Summary
Genetic constraint metrics such as the gnomAD probability of being loss-of-function (LoF) intolerant (pLI) are used to prioritize candidate genes but the mode of inheritance of highly constrained genes has never specifically been studied. We compared 605 genes with a pLI of 1 (pLI1 group) with a random sample of 635 genes from gnomAD (the random group) in terms of genetic constraint metrics, associations with Mendelian disease, modes of inheritance, and two intragenic constraint scores: the percentage of constraint coding regions (CCR) in the 99th percentile and the gene variation intolerance rank (GeVIR). The proportion of genes associated with a Mendelian disease was 35.9% (217/605) in the pLI1 group and 19.5% (124/635) in the random group (p < 0.0001). The modes of inheritance in the random group were autosomal dominant for 35 genes (28.2%), autosomal recessive for 69 (55.6%), mixed for 14 (11.3%) and X-linked for 6 genes (4.8%). The corresponding distribution in the pLI1 group was 150 (69.1%), 26 (12.0%), 14 (6.5%) and 27 (12.4%) (p < 0.0001). The percentage of CCRs in the 99th percentile was 0.3 in the random group versus 1.12 in the pLI1 group (p < 0.0001). The GeVIR score was 50.9 for the random group versus 15.1 for the pLI1 group (p < 0.0001). High genetic constraint does not seem to be associated with a particular mode of inheritance but does seem to be associated with the intragenic constraint scores considered here. Some highly constrained genes are associated with two different modes of inheritance.

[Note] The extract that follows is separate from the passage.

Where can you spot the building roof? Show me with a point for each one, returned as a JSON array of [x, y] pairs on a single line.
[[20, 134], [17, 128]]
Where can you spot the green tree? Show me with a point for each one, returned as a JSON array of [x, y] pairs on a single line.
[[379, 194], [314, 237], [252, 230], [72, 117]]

Keywords: Mendelian inheritance, pLI, gnomAD, ExAC
1. Introduction
The Exome Aggregation Consortium (ExAC) database, created in October 2014, contains exome sequence data from 60 706 individuals and has rapidly become an essential tool in the study of Mendelian diseases (1). The ExAC database has allowed levels of genetic constraint to be estimated (2) and a popular metric is the probability of loss-of-function (LoF) intolerance (pLI). The pLI ranges from 0 to 1 and genes with a pLI ≥ 0.9 are very likely to be intolerant to loss-of-function variations and are often associated with haploinsufficiency and dominant genetic diseases. Despite some limitations, the pLI has been widely used to prioritize candidate genes (3). The successor of the ExAC database, the genome aggregation database (gnomAD) (4), contains more than 100,000 human exome and genome sequences along with annotations including the pLI and missense and synonymous Z-scores. Just as for the pLI, higher (more positive) Z-scores indicate greater intolerance to the corresponding type of variation. Other measures of genetic constraint derived from gnomAD data have been proposed to identify candidate genes, including the gene variation intolerance rank (GeVIR) (5) and the mapping of constraint coding regions (CCRs) in genes (6). While modes of inheritance clearly affect genetic constraints (4,7), the Mendelian mode of inheritance of highly constrained genes has never been specifically studied. The aim of this study was therefore to analyze the modes of inheritance of the most constrained genes (with a pLI of 1) in comparison with those of a random selection.
2. Material and Methods
The gnomAD constraint metric by gene table (4) containing 19,704 genes was downloaded from the gnomAD website (https://gnomad.broadinstitute.org/downloads, file "pLoF Metrics by Gene TSV") on 15 October 2019. Gene constraint metrics (pLI, missense and synonymous Z-scores) and chromosome location were extracted for the 605 genes with a pLI = 1 (the pLI1 gene group) and a random sample of 650 genes (the random gene (RG) group). Manual searches were performed for each gene on the Online Mendelian Inheritance in Man (OMIM website, https://omim.org/) between 15 October 2019 and 20 May 2020. The data retrieved were the existence of an associated Mendelian disease (non-diseases and multifactorial disorders were not included), and for each disease, the mode of inheritance (autosomal dominant, autosomal recessive, or X-linked). For genes associated with multiple phenotypes, the number of associated Mendelian diseases was also recorded and the mode of inheritance was recorded as mixed if it varied between phenotypes. The number of CCRs in the 99th percentile for each gene was obtained from Abramov et al. (5) and GeVIRs were obtained from Havrilla et al. (6).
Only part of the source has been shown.